Many of those who know the fifteen symphonies of Shostakovich consider that the best of their symphonic production is found in the last three. Those who are more inclined towards the musical avant-garde tend to opt for the Symphony No. 14, while No. 13, Babi Yar, or No. 15 are usually the choice of those who look more towards the symphonic tradition and towards the XIX century. Be that as it may, these three symphonies, completely different from each other, almost as if they had been composed by three different composers, are in the judgment of many musical critics among the best that the symphonic form produced in the 20th century. However, Symphony No. 14, orchestrated for chamber orchestra, with two soloists who sing poems by different authors, but all relating to death, in its eleven movements, does not really seem a faithful representation of the symphonic form. Neither is Symphony No. 13, which with soloist and choir that intervene in its five movements seems to be much more an oratorio. In Symphony No. 15 the composer returned to purely instrumental music and structure in four movements, in which on quotes from himself and others (Rossini and Wagner above all) Shostakovich built what could be interpreted as a huge musical mausoleum.

Shostakovich also composed music for films and for the scene, ballets, operas and an operetta. His opera Lady Macbeth of the Mtsensk district, revised as Katerina Izmailova, seems to have already become part of the operatic repertoire. Shostakovich opted in her for an anti-romantic naturalism (it is said that the pornographic glissandi of the trombones provoked the scandal of Stalin) to which it is difficult to find a clear explanation (Taruskin has made an attempt).

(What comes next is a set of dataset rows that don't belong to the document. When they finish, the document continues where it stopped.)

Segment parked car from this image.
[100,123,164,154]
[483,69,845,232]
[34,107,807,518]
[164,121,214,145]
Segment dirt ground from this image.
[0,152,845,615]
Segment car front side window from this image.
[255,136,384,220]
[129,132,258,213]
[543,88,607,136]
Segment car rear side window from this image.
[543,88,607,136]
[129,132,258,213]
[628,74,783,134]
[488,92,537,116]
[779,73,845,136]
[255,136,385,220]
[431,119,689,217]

The nose, comic opera based on a text by Gogol, is probably one of the most successful works of Shostakovich of youth, determined to link with the Russian satirical tradition and at the same time with the musical tendencies of his time. Volkov commented in the introduction to Testimony that Shostakovich often adopted the role of the yurodivy or enlightened and the yuródivy plays an important role in the opera of Mussorgsky, Boris Godunov, which Shostakovich admired and from which he produced a new orchestration. Following Mahler, who dared even with Beethoven, Shostakovich had no qualms about amending the flat to others and thus also orchestrated the Songs and dances of the death of Musorgsky and the Song of the flea of ​​Beethoven and reorchestrated the Concerto for cello of Schumann . But, according to Michael Steinberg in his comments to Mahler's Tenth Symphony, Shostakovich did not dare or did not want to finish this unfinished work, a task in which the Canadian musicologist Jack Diether tried to interest him in the late 1940s.